Gov. Lamont, state police outline plan to respond to uptick in city shootings
Middletown — Flanked by about a dozen uniformed police officers from state and city law enforcement, Gov. Ned Lamont on Tuesday outlined his administration’s plan to address an uptick in shootings in New Haven, Hartford and Bridgeport.
Tapping into its Justice Assistance Grant program, the state will give $25,000 to each of the three cities to help cover the short-term costs of adding police patrols above current staffing levels. Each municipality will also be loaned state police personnel who will work on violence reduction initiatives and go on patrol with local officers.
Each of the cities will receive help from the state police in a way that meets their specific needs, officials said. In Bridgeport, for example, state troopers will help local officers patrol specific areas of the city, while in Hartford and New Haven state police detectives will be assigned to assist with violence reduction efforts.
“We’re never going to have great cities unless we have great, safe cities where families know that they can be safe,” Lamont said Tuesday afternoon. “And what we’ve done here is preventative. We’re paying attention, we’re ahead of the curve right now. We’re doing everything we can to keep your community safe.”
Lamont was joined Tuesday by Department of Emergency Services and Public Protection Commissioner James C. Rovella, who is Hartford’s former police chief. Rovella said the purpose of redirecting more officers to New Haven, Hartford and Bridgeport is not to arrest people en masse, but to prevent violence and make Connecticut’s cities safer.

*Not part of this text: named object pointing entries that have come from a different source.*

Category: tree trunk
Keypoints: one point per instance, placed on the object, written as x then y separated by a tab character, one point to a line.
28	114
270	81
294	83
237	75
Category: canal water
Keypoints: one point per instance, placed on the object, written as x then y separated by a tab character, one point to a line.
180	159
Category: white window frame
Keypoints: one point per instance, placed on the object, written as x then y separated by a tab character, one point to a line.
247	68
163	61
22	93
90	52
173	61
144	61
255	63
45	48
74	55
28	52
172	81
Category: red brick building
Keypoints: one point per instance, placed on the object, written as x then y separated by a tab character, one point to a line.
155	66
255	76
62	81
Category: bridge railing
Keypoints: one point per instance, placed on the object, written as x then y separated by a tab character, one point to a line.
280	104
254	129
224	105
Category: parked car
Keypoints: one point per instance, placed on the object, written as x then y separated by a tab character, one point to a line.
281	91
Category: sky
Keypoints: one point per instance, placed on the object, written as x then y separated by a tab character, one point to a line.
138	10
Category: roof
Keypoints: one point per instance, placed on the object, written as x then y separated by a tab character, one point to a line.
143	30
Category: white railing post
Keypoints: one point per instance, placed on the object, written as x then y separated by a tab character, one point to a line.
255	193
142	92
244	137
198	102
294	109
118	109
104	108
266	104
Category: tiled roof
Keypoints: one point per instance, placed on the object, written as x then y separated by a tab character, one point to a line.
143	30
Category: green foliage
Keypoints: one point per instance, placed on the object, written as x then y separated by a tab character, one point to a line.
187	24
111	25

But, he added, that doesn’t mean officers will shy away from holding accountable those responsible for the violence.
“Let’s be realistic here. Some people are going to jail, no doubt about it,” Rovella said. “We’re going to slow down this violence. It is a public health epidemic, the shooting of our young people in these cities.”
Shootings tend to spike nationwide in summer months, when young people — who are more likely to be both the victims and perpetrators of gun violence — spend more time outside, especially in under-resourced communities with high levels of youth unemployment and a dearth of summertime programs.

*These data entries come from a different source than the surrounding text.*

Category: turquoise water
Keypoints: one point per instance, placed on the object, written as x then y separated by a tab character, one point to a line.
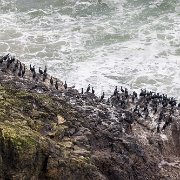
132	43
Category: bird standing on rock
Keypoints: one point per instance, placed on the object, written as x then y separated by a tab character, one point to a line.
56	85
65	85
88	88
51	81
19	72
82	91
34	74
102	97
23	71
40	71
115	91
44	76
93	90
45	70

There have been 15 homicides in Hartford since the beginning of the year. Earlier this month, there were three shootings in a 24-hour period.
State and local officials have mobilized to respond to the shootings. On Monday, state and city leaders met to discuss how to address the uptick in gun violence. A few hours before Lamont’s news conference, Attorney General William Tong joined 18 state attorneys general to defend California’s ban on large capacity magazines that hold more than 10 rounds of ammunition.

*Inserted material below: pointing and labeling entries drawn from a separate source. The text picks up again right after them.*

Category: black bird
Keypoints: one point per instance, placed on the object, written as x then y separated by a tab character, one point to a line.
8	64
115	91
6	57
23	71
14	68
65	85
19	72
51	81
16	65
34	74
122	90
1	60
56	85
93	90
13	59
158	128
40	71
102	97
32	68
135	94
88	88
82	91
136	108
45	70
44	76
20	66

Rovella said the state’s strategy for addressing the shootings does not currently include adding more mental health resources to these communities. “This is stopping and slowing down the violence that’s occurring right now,” he said, underscoring that such concerns are part of a broader, more intersectional response. “That’s for a greater conversation.”
Several speakers mentioned Project Longevity, a collaborative initiative that aims to reduce violence in Bridgeport, Hartford and New Haven by strengthening relationships between police and community members and offering social services to those at greatest risk of experiencing acts of violence.
“Violence is about education. Violence is about socioeconomic issues. There are a lot of underlying issues, mental health issues,” said New Haven Chief of Police Otoniel Reyes. “Law enforcement needs to be at the table, but this needs to be a holistic approach, because at the end of the day this derives from issues related to socioeconomic status.”
Reflecting on his nearly 40 years of law enforcement experience, Rovella said the number of shootings in 2019 pale in comparison to those in previous decades.
“I remember the ’80s and the ’90s, and shootings were out of control,” Rovella recalled. Two of the three cities have seen a decrease in the number of serious crimes, which includes rape, robbery and murder.
“When you look at the shootings, they’re starting to creep [up],” Rovella said. “That’s why we want to put our foot in the door, and make something happen, which means slow it down.”
Shortly before the news conference ended, Lamont mentioned having lunch recently with someone from Hartford’s North End. The gentleman, whom Lamont estimated was in his 60s, told the governor he has grandchildren he wants to see grow up in a community safer than the one in which he was raised.
“We’ve got the best people in the world, I’m standing with them right now, making sure we don’t go back to those days,” said Lamont.